Sebelumnya, Kajari Serang, Lulus Mustofa menjelaskan, kasus dugaan korupsi yang menjerat Sarnata tersebut bermula pada tahun 2023 lalu. Ketika itu, Sarnata menjalin kerja sama dengan pihak swasta untuk mengelola dan menyewakan aset Pemkot Serang di Stadion Maula Yusuf.
Dia menyebut, perjanjian kerja sama tersebut tidak dilakukan sebagaimana mestinya. Seharusnya, uang sewa yang ditarik pihak ketiga tersebut harus dibayarkan minimal dua hari sebelum penandatanganan kerja sama.
Akan tetapi, uang sewa senilai ratusan juta rupiah dari 59 pedagang itu nyatanya tidak masuk ke kas pemerintah. “Sampai hari ini, uang sewa ini tidak dibayar, tidak ada pemasukan ke RKUD (Rekening Kas Umum Daerah),” katanya.

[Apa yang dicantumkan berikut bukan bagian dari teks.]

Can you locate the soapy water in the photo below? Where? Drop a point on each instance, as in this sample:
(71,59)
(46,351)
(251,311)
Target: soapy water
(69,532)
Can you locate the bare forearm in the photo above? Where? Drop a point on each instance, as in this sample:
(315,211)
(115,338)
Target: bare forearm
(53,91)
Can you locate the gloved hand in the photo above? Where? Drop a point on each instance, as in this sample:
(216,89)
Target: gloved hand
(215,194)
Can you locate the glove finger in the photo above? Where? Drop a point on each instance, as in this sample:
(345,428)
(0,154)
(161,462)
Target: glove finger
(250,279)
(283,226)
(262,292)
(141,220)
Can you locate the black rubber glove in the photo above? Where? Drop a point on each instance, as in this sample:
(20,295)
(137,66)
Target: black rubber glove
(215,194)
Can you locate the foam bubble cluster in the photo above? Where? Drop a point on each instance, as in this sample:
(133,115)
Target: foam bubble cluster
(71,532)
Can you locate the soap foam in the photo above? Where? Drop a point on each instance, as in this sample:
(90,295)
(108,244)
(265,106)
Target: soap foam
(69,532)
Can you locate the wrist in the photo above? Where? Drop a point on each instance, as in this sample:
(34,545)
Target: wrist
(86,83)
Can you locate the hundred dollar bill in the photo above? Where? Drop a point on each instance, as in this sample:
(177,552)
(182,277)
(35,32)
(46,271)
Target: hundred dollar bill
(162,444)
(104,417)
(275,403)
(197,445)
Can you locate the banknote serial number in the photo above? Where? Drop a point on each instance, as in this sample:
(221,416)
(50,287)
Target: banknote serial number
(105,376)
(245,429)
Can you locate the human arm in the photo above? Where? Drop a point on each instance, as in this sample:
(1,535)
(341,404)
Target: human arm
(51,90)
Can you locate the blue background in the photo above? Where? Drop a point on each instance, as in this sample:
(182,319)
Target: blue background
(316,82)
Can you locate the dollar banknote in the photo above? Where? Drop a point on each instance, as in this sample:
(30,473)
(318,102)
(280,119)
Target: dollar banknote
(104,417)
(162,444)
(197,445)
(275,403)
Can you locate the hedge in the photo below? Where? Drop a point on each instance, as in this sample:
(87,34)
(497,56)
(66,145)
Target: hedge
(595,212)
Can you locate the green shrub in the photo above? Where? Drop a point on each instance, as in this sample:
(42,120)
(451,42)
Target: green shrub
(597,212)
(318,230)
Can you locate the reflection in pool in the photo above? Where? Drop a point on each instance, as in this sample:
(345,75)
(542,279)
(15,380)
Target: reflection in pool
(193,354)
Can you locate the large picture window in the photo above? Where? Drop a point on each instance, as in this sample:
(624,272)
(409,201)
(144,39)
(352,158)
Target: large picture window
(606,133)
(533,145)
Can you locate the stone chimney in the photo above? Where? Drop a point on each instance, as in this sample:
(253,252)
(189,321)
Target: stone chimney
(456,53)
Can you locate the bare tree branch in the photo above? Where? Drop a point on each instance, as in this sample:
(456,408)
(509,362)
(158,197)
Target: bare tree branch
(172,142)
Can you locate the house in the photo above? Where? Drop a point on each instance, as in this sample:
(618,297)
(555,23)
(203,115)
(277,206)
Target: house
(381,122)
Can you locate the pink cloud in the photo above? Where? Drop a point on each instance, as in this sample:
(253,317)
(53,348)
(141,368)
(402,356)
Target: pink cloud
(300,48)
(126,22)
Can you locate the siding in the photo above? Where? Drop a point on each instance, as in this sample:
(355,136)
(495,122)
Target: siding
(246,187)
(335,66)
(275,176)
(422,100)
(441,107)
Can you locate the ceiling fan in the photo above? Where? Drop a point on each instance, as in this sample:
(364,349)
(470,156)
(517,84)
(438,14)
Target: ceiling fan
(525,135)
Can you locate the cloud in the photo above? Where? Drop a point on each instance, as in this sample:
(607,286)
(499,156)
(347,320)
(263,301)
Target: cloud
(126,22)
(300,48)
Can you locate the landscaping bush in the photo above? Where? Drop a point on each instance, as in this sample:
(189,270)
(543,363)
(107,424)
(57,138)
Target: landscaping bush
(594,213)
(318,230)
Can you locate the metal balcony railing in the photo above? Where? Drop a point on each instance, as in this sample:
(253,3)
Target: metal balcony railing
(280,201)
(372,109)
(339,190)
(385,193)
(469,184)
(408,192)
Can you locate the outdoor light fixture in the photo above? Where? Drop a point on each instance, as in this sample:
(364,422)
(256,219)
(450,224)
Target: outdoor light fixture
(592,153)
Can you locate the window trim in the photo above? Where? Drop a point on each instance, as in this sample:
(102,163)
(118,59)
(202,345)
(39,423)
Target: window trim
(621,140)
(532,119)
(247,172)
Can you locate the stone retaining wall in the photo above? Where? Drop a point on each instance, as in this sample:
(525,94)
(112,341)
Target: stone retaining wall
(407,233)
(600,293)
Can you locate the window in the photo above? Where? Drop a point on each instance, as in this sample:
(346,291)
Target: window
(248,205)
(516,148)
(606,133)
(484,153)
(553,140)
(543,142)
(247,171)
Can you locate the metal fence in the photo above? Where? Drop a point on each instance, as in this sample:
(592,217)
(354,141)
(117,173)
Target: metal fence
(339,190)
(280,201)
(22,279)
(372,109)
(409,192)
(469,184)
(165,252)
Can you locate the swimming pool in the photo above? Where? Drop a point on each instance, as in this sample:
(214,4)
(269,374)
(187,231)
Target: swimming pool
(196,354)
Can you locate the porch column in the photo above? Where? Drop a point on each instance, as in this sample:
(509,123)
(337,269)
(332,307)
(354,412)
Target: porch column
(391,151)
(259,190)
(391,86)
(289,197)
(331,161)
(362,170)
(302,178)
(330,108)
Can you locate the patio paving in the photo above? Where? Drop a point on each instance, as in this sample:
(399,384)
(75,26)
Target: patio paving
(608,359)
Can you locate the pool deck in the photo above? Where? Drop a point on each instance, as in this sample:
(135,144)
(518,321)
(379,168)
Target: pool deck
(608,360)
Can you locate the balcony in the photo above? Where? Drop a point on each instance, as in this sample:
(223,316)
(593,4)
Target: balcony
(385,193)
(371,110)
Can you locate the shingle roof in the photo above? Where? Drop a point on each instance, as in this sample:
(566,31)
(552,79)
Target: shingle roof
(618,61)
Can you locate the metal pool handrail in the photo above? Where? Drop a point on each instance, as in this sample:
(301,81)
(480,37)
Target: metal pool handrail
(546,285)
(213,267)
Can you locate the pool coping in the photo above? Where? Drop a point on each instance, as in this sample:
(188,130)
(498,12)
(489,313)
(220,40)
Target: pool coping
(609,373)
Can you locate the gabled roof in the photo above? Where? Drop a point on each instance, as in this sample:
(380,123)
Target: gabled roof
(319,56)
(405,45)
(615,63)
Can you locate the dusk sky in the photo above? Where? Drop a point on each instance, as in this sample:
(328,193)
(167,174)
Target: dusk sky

Kajari menilai, Sarnata melakukan perjanjian yang tidak sesuai prosedur dengan pihak ketiga. Akibatnya, terdapat potensi kehilangan pendapatan daerah sebesar Rp483.635.555.
“Dia (Sarnata) menandatangi perjanjian yang sebenarnya dia tidak berhak, tidak melalui prosedur sebagai kepala dinas dan dilakukan ilegal. Tidak ada pemasukan ke RKUD, sesuai perhitungan jasa pelayanan penilai publik itu Rp483.635.555,” katanya.
Perbuatan Sarnata tersebut, diakui Kajari telah menguntungkan pihak ketiga sebesar Rp456,700 juta. Potensi penerimaan atau keuntungan yang didapatkan pihak ketiga tersebut tidak menutup kemungkinan akan bertambah. Sebab, saat ini pembangunan lapak pedagang tersebut saat ini masih berjalan.
“Jadi pemasukan ke RKUD itu sama sekali tidak ada. Lahan itu tetap dibangun bahkan terhitung di bulan Juli 2024, pihak ketiga sudah menerima pemasukan atau keuntungan," kata Lulus.
Meski sudah mengantongi angka perkiraan kerugian negara dari kasus itu, Lulus mengaku akan menghitung lebih detail lagi bersama audit yang lebih kompeten.
Dalam kasus ini, Sarnata dijerat dengan Pasal 2 Ayat (1) Jo Pasal 18 Ayat (1) huruf b Undang-Undang Nomor 31 Tahun 1999 tentang Pemberantasan Tindak Pidana Korupsi sebagaimana telah diubah dengan Undang-Undang Nomor 20 Tahun 2001 Jo Pasal 55 Ayat (1) ke-1 KUHP.
"Subsidair Pasal 3 Jo Pasal 18 Ayat (1) huruf b Undang-Undang Nomor 31 Tahun 1999 tentang Pemberantasan Tindak Pidana Korupsi sebagaimana telah diubah dengan Undang-Undang Nomor 20 Tahun 2001 Jo Pasal 55 Ayat (1) ke-1 KUHP. “Pasal 2, Pasal 3 jo Pasal 18 jo Pasal 55 (UU Tipikor),” tuturnya.